Equipped with little more than big aspirations, Anurag Jain arrived in the U.S. from Chenai, India, 23 years ago. His jacket reeked of smoke after he spent more than 20 hours in the low-cost smoking section of a flight to Detroit, Michigan. “I got off [the plane] in this new country, and I’m just like, ‘Where is my story going to be?’” Jain recalls. “I still remember not being able to afford coffee.”
He was pursuing an MBA from the University of Michigan, having already earned an undergraduate degree in engineering. Early on, Jain recognized an evolving economic model. The U.S. was hiring workers to build new brands, but the back-office jobs would soon be regularly outsourced to other countries, he thought. So Jain wrote a business plan based on the idea for school, and sought to turn the idea into a reality. “I told my friend when we graduated, ‘Let’s go build a company based on that,’ and he said, ‘No, that was a just class. Are you kidding me?’ So I said, maybe he’s right.” Instead, Jain, then 25, took a consulting job. He only lasted one year before the entrepreneurial itch returned, and he launched his own company.
Jain leans back in a tall chair before continuing the rest of the story. Dressed in a blue suit, he sips on Perrier water and takes a bite of his specially made vegetarian Panini (on a gluten-free tortilla) at Dallas’ Royal Oaks Country Club, where he’s a member. He’s come a long way from the days of the smoke-ridden jacket and empty pockets, having sold multiple companies, including the $10 million sale of Vision Healthsource to Perot Systems. He also turned around the multimillion-dollar technology services company Access Healthcare and launched a venture capital fund with Ross Perot Jr., called Perot Jain.
Now he’s turned his attention to helping others. His goal: “enabling other people and removing some of the uncertainty around them … so they can ultimately succeed. That would be the theme of almost everything I do.”
He’s sold multiple companies, turned around a multimillion-dollar tech services company, and launched a VC fund with Ross Perot Jr.
For starters, Jain has led Perot Jain to invest in 28 early-stage startups, including four from Dallas-Fort Worth, since 2014. The fund invested anywhere from $100,000 to $2 million in previous deals and plans to invest between $100,000 and $500,000 moving forward.
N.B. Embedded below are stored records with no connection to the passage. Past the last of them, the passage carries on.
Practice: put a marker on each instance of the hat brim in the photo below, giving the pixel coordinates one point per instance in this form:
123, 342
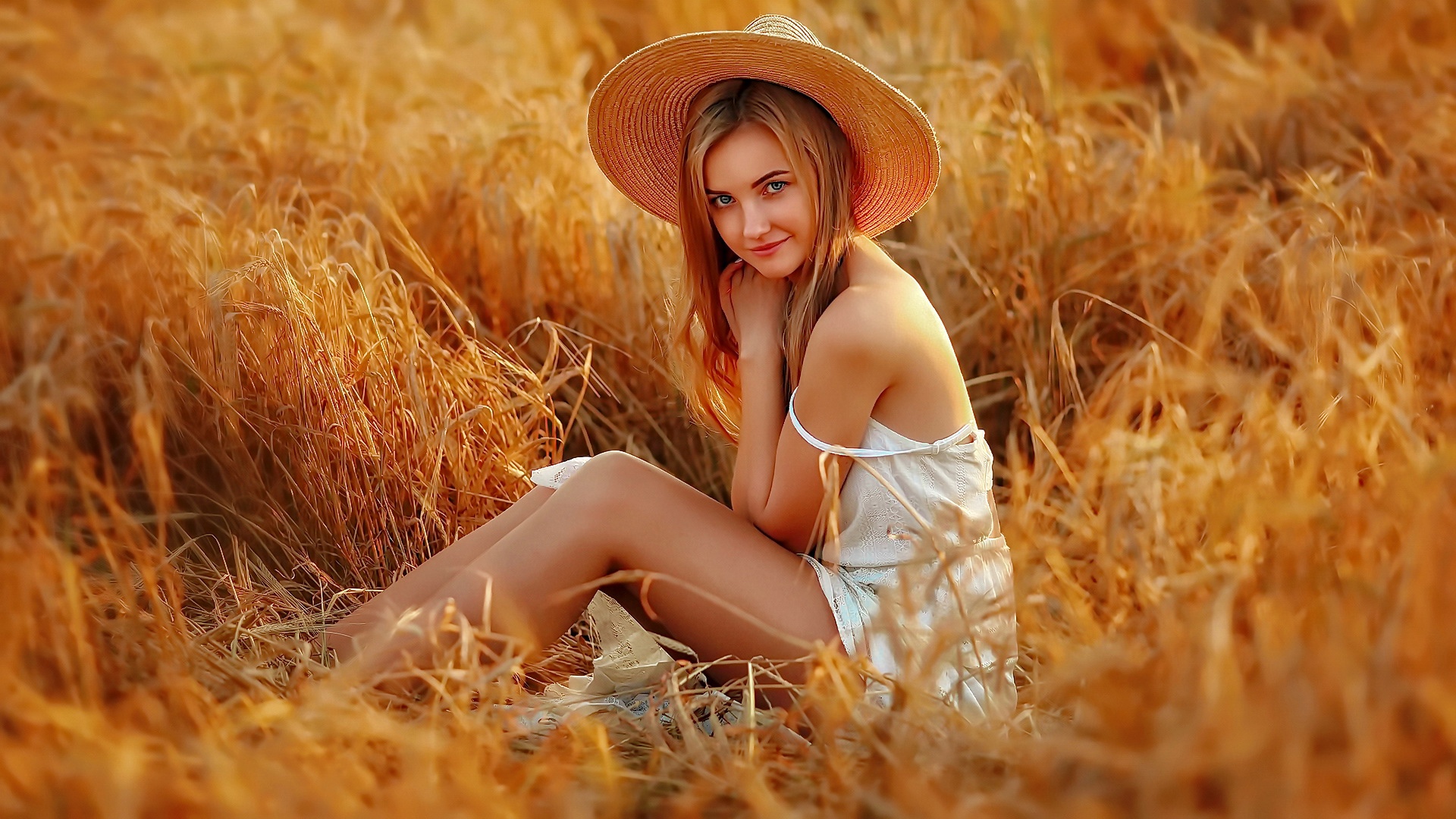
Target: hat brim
638, 114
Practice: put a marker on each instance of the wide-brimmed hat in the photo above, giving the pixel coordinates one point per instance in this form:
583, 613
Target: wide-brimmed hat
639, 111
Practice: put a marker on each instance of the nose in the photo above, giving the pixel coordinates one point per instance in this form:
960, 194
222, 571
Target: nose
755, 223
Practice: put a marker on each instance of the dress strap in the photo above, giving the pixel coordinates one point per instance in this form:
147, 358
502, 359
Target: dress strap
959, 436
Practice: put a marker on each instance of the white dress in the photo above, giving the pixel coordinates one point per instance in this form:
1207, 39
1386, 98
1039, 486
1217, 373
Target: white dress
941, 620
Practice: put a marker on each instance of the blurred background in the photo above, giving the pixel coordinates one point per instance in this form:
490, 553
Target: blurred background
294, 293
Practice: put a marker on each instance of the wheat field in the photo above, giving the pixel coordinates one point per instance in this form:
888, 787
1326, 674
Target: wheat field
294, 293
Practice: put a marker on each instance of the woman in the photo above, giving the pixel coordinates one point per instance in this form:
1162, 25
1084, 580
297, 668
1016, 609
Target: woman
795, 337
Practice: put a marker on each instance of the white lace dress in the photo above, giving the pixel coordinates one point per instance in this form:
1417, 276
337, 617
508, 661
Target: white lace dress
935, 613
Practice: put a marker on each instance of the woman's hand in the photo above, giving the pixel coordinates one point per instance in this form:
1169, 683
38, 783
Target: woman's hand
753, 306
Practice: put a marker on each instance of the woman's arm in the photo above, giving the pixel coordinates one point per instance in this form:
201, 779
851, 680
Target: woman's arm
753, 306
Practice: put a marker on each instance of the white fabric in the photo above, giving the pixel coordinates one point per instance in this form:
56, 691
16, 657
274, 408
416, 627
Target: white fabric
892, 602
892, 598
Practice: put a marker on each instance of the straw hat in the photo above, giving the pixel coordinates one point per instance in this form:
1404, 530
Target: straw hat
639, 110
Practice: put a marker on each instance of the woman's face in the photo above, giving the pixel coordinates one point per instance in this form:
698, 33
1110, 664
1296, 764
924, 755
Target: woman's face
762, 210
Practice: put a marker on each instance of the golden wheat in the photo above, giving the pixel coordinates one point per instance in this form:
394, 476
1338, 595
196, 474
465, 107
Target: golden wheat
294, 295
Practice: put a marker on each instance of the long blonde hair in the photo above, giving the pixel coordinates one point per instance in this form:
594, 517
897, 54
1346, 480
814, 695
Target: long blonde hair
704, 353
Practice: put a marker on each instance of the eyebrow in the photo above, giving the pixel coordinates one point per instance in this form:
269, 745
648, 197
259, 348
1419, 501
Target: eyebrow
762, 180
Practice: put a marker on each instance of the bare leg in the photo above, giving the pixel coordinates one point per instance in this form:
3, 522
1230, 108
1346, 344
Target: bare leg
419, 585
721, 586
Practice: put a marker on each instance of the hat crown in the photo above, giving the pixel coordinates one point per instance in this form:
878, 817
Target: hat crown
778, 25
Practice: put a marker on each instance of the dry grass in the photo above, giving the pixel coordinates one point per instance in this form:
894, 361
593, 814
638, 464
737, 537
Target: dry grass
270, 284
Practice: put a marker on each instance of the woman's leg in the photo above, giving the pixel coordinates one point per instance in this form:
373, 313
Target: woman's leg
720, 585
419, 585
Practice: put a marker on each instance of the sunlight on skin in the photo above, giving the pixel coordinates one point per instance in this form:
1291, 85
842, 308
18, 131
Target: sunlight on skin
756, 202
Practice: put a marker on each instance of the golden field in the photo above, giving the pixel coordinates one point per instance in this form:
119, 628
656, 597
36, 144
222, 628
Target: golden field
294, 293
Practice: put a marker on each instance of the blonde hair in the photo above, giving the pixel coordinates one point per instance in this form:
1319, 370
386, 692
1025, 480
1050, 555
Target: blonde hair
704, 353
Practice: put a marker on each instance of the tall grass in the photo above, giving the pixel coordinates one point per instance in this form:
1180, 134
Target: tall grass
294, 295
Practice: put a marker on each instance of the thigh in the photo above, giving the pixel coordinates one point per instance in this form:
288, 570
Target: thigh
714, 580
417, 586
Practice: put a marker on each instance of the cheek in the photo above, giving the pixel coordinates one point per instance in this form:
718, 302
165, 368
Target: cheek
728, 228
799, 216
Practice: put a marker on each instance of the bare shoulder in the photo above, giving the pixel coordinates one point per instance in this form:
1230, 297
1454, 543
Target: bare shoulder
871, 322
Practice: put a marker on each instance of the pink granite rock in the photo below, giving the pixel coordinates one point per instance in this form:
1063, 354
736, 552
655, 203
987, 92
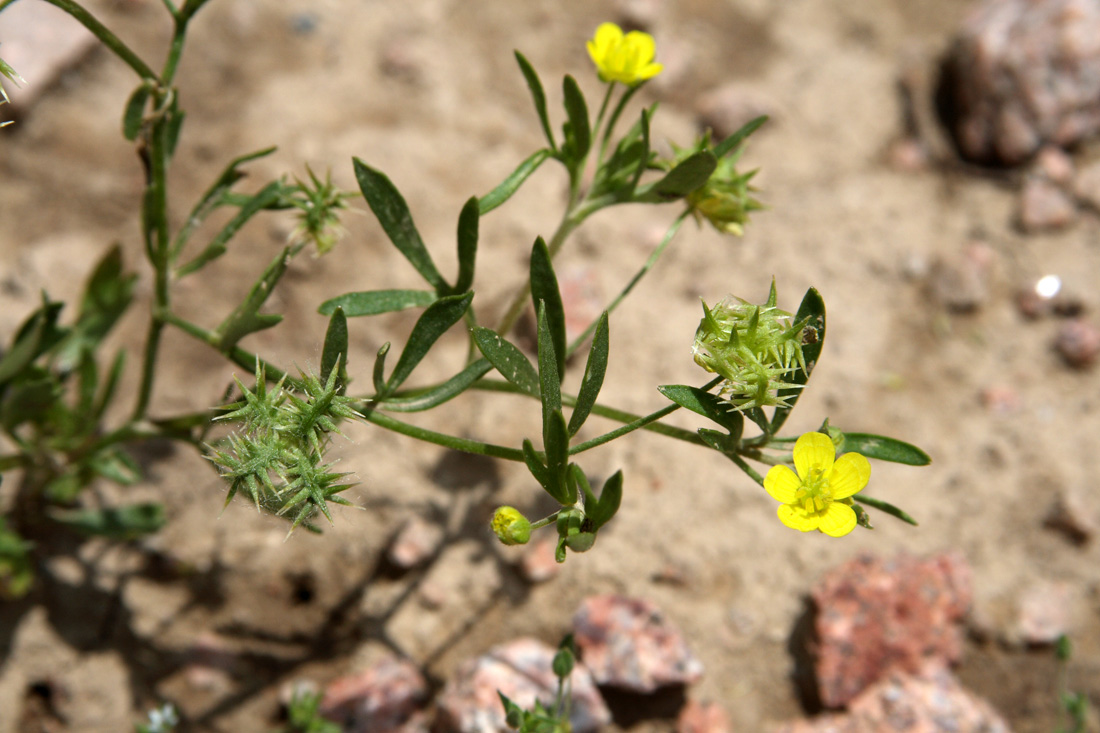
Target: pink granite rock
627, 643
382, 698
1022, 74
875, 615
519, 669
930, 701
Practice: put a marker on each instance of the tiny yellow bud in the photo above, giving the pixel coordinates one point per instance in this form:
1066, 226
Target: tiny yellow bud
510, 526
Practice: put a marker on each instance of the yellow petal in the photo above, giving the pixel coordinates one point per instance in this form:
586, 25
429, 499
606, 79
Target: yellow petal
813, 450
781, 483
798, 518
849, 474
838, 520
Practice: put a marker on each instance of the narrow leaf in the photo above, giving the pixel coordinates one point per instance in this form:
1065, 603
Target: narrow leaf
246, 317
578, 112
334, 351
733, 141
611, 496
545, 291
507, 359
134, 112
886, 506
372, 303
512, 184
594, 372
884, 449
705, 404
393, 214
689, 175
267, 196
538, 96
813, 338
433, 323
468, 244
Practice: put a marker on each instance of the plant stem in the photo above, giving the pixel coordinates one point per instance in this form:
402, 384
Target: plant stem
105, 35
464, 445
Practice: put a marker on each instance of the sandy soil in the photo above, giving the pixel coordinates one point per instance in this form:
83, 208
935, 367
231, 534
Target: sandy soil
111, 627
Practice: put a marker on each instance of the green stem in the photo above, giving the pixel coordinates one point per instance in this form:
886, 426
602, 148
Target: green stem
626, 291
105, 35
453, 442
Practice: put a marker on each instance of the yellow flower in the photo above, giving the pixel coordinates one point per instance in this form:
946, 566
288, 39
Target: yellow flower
818, 496
627, 58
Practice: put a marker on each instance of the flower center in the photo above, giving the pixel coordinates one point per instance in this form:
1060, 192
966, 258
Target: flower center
815, 494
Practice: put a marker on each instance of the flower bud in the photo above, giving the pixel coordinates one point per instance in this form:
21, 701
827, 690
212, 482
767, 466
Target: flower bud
510, 526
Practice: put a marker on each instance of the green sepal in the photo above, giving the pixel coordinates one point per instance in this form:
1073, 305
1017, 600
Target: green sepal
545, 290
393, 214
436, 320
122, 523
594, 371
334, 351
420, 401
730, 143
246, 317
134, 111
507, 359
372, 303
886, 506
512, 184
812, 310
685, 177
468, 244
578, 130
37, 334
611, 498
267, 197
884, 449
215, 196
705, 404
538, 96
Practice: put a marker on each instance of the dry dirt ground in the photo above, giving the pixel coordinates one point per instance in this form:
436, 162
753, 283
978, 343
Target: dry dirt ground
428, 91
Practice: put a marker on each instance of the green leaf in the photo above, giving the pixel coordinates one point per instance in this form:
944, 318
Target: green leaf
705, 404
428, 398
334, 351
545, 291
512, 184
579, 131
733, 141
393, 214
215, 197
106, 298
549, 382
538, 96
813, 338
884, 449
886, 506
372, 303
37, 334
267, 197
611, 496
433, 323
128, 522
468, 244
507, 359
690, 174
134, 112
246, 317
594, 371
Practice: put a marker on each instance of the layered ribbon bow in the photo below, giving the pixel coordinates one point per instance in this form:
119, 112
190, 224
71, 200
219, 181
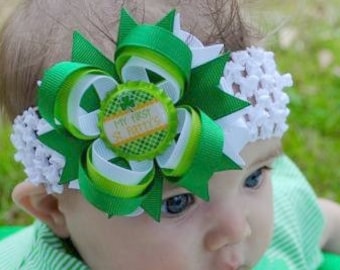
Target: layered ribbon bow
125, 126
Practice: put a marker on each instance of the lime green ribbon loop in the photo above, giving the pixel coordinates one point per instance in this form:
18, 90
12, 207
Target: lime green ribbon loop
102, 199
159, 46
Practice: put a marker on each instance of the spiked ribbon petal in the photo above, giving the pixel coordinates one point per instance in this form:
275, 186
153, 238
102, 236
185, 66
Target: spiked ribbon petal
126, 126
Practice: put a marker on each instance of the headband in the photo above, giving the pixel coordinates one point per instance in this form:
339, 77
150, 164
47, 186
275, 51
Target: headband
167, 109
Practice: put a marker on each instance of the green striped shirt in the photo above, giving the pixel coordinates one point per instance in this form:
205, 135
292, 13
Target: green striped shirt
298, 221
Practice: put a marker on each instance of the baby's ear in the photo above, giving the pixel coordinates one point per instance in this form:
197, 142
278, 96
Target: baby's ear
34, 200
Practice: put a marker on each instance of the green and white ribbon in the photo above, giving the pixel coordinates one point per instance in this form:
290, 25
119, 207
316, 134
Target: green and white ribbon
126, 126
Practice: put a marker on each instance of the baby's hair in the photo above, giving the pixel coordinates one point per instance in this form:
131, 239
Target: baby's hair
39, 33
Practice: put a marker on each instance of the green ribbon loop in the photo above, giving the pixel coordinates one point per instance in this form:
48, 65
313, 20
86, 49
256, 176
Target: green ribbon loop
114, 188
83, 51
158, 46
205, 161
104, 200
53, 93
153, 201
70, 148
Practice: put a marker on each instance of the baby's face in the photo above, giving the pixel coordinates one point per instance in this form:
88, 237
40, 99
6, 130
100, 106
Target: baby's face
231, 231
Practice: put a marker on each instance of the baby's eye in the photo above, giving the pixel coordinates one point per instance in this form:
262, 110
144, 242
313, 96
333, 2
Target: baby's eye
176, 205
254, 180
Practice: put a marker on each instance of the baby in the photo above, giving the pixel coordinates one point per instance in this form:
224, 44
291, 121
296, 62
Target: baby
166, 155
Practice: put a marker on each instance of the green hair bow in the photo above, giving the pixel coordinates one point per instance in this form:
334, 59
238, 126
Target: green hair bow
124, 127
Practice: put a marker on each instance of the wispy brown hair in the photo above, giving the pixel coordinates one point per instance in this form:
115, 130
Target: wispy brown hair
39, 33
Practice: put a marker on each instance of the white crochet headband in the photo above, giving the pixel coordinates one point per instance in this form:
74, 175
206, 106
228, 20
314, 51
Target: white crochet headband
250, 75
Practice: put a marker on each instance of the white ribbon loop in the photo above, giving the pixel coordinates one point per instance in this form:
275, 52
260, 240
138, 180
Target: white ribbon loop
100, 159
173, 156
86, 122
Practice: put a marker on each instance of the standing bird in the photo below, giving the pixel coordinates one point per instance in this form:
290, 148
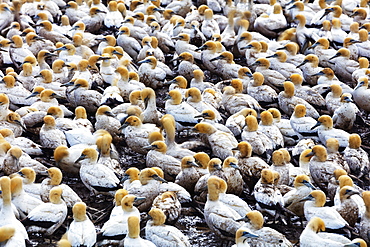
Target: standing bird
219, 218
81, 231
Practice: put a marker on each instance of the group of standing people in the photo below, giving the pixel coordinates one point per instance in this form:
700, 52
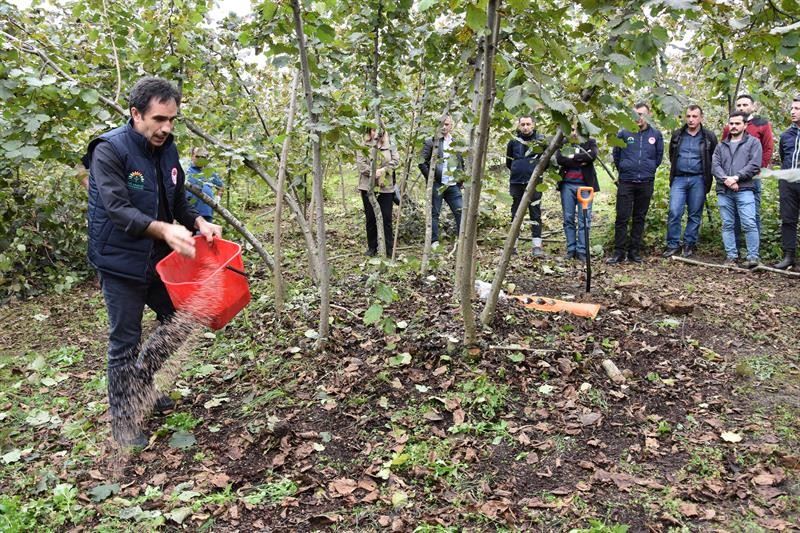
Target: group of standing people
697, 160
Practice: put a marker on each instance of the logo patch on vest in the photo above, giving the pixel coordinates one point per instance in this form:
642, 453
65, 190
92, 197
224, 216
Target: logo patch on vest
136, 180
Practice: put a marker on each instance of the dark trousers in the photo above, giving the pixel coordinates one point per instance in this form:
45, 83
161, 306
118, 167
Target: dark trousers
633, 201
789, 211
385, 203
517, 190
130, 374
452, 195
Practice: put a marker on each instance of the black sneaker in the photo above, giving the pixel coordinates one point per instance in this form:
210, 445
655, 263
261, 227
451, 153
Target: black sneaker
669, 252
163, 404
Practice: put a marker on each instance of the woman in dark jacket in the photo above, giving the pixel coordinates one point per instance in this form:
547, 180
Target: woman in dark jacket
576, 166
388, 159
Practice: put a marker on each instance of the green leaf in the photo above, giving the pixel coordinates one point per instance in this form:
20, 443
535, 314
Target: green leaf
373, 314
385, 293
516, 357
325, 33
476, 18
400, 360
182, 440
103, 492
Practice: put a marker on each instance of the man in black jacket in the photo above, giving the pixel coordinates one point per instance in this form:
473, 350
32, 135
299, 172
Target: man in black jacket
690, 151
521, 160
790, 190
445, 186
135, 193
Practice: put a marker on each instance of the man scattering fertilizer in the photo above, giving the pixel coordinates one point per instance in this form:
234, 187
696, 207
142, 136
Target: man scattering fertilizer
135, 194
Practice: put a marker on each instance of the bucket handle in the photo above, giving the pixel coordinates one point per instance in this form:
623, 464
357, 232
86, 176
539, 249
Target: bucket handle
240, 272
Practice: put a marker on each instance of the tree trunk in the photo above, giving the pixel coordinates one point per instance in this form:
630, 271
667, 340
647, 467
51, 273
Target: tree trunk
478, 161
426, 251
476, 99
291, 201
316, 150
373, 200
491, 302
234, 222
410, 143
280, 290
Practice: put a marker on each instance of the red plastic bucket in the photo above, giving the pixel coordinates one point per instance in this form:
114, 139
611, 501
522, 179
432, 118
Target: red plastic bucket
212, 286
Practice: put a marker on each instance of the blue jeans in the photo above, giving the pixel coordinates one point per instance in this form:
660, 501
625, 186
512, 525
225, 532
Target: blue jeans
686, 192
576, 241
451, 195
130, 379
757, 198
741, 202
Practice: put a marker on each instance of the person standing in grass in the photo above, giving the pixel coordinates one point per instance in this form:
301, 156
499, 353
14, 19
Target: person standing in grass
690, 151
388, 159
445, 186
736, 161
521, 159
790, 191
135, 194
576, 166
637, 164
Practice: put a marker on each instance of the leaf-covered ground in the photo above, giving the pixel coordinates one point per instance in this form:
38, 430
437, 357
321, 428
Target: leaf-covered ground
402, 431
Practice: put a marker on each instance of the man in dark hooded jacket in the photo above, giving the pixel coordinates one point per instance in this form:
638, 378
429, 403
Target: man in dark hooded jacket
521, 159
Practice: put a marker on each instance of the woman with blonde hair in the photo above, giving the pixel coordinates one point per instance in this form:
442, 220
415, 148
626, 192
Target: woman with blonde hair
387, 161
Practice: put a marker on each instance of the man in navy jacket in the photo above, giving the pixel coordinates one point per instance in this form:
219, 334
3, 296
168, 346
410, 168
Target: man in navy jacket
790, 190
636, 164
521, 159
135, 194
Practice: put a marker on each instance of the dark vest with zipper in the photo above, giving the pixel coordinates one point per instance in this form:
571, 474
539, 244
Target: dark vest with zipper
111, 249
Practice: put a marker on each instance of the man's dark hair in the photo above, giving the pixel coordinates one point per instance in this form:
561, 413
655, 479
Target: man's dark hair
695, 107
151, 87
739, 114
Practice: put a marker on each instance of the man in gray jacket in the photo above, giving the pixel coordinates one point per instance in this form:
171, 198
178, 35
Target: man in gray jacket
736, 162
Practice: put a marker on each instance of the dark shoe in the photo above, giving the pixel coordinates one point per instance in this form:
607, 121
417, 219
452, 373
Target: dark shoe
669, 252
786, 263
163, 404
127, 435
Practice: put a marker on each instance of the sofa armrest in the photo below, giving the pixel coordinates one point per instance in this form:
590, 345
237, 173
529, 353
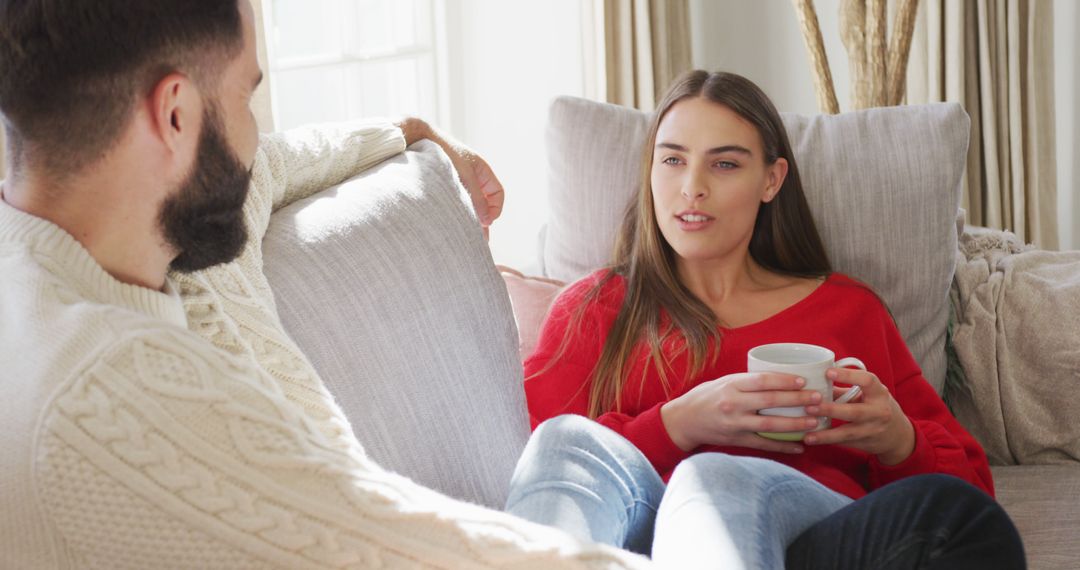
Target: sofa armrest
387, 285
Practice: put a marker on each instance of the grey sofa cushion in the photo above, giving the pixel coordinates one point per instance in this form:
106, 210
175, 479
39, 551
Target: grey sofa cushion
1042, 501
387, 285
883, 186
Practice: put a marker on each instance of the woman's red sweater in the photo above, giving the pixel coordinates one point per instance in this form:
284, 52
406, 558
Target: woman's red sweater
840, 314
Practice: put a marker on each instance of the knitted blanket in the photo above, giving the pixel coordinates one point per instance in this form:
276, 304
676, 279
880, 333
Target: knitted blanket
1017, 338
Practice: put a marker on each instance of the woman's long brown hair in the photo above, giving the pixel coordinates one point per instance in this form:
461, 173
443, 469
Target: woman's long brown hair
784, 241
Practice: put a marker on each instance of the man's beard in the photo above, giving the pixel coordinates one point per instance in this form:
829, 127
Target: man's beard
203, 220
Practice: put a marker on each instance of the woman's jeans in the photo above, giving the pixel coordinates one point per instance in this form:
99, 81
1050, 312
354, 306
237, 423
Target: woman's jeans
721, 511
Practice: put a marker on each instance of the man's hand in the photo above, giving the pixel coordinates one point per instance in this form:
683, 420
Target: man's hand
475, 174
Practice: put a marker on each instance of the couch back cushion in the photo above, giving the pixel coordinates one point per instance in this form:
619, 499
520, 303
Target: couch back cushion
883, 187
388, 286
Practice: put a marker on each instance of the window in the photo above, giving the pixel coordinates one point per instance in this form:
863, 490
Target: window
345, 59
484, 70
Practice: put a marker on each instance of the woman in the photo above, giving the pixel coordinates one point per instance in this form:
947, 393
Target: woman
717, 255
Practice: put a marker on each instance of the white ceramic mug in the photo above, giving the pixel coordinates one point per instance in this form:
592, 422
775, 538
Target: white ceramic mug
809, 362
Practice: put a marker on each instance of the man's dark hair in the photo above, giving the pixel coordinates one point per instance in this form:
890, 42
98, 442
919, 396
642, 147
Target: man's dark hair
71, 70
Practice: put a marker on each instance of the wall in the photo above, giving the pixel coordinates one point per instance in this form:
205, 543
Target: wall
761, 40
505, 62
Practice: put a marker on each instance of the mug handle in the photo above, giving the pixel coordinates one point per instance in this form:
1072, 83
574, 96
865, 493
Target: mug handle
850, 394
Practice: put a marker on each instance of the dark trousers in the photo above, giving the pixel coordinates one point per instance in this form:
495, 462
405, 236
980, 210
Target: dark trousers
927, 521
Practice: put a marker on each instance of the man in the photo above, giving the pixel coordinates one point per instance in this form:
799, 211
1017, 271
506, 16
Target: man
158, 419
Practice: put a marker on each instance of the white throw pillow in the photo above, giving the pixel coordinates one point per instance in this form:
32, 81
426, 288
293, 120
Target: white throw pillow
883, 186
388, 286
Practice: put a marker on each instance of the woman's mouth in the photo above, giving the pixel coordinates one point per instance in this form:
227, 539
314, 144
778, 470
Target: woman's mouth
693, 220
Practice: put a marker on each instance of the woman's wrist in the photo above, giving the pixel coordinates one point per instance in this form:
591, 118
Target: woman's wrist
671, 414
904, 447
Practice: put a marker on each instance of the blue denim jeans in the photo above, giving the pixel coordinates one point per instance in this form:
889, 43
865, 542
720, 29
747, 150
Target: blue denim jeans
721, 511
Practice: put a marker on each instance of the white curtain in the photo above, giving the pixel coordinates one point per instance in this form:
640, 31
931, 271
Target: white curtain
260, 102
996, 58
647, 45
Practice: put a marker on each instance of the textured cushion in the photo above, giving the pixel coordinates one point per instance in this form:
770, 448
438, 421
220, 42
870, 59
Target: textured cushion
883, 186
387, 285
1044, 503
530, 297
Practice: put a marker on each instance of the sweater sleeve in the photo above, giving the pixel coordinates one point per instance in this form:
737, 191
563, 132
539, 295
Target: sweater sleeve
941, 444
557, 375
304, 161
165, 453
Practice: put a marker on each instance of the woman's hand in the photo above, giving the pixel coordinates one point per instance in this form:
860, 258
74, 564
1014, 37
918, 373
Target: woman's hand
724, 411
876, 424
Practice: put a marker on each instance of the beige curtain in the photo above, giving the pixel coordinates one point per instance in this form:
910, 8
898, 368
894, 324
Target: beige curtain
996, 58
260, 102
646, 44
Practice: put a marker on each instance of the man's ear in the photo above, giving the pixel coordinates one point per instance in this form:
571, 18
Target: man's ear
775, 176
175, 111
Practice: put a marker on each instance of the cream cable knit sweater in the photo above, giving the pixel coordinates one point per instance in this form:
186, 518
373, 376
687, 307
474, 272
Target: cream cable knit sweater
185, 430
It also plans to zero-in on a few strategic business-to-business areas: artificial intelligence; augmented reality; big data; cybersecurity; and blockchain, a rising platform for transactions of digital assets and currency. “Dallas has tons of family money … and it has tons of corporations,” he says. “Such a big business-to-business market, so much money, and yet no ecosystem for startups. That’s what we’re trying to change.”
He’s also trying to bring some of the movers and shakers into the same room. It’ll likely take the shape of a regular breakfast and possibly a CEO conference, he says. He’s hoping, among other things, that this will help spur syndicated investment deals with other local investors. “I’ll bring them deals as a starting point,” he says.
Beyond aiding entrepreneurs, Jain considers philanthropy another important path to helping others succeed. “My mother and my father always taught us that if you have ‘X,’ a certain part of ‘X’ goes to the community,” he says. “You just had to factor that into your life.” In October, after serving as a director of the nonprofit for about six years, Jain was named chairman of the North Texas Food Bank board.
As Jain finishes his meal, he circles back to the startup community. “Just like my company that almost went bankrupt 17 times, [the community] will evolve,” he says. “What the caterpillar calls the end of the world, the world calls a butterfly. We just have to give it time.”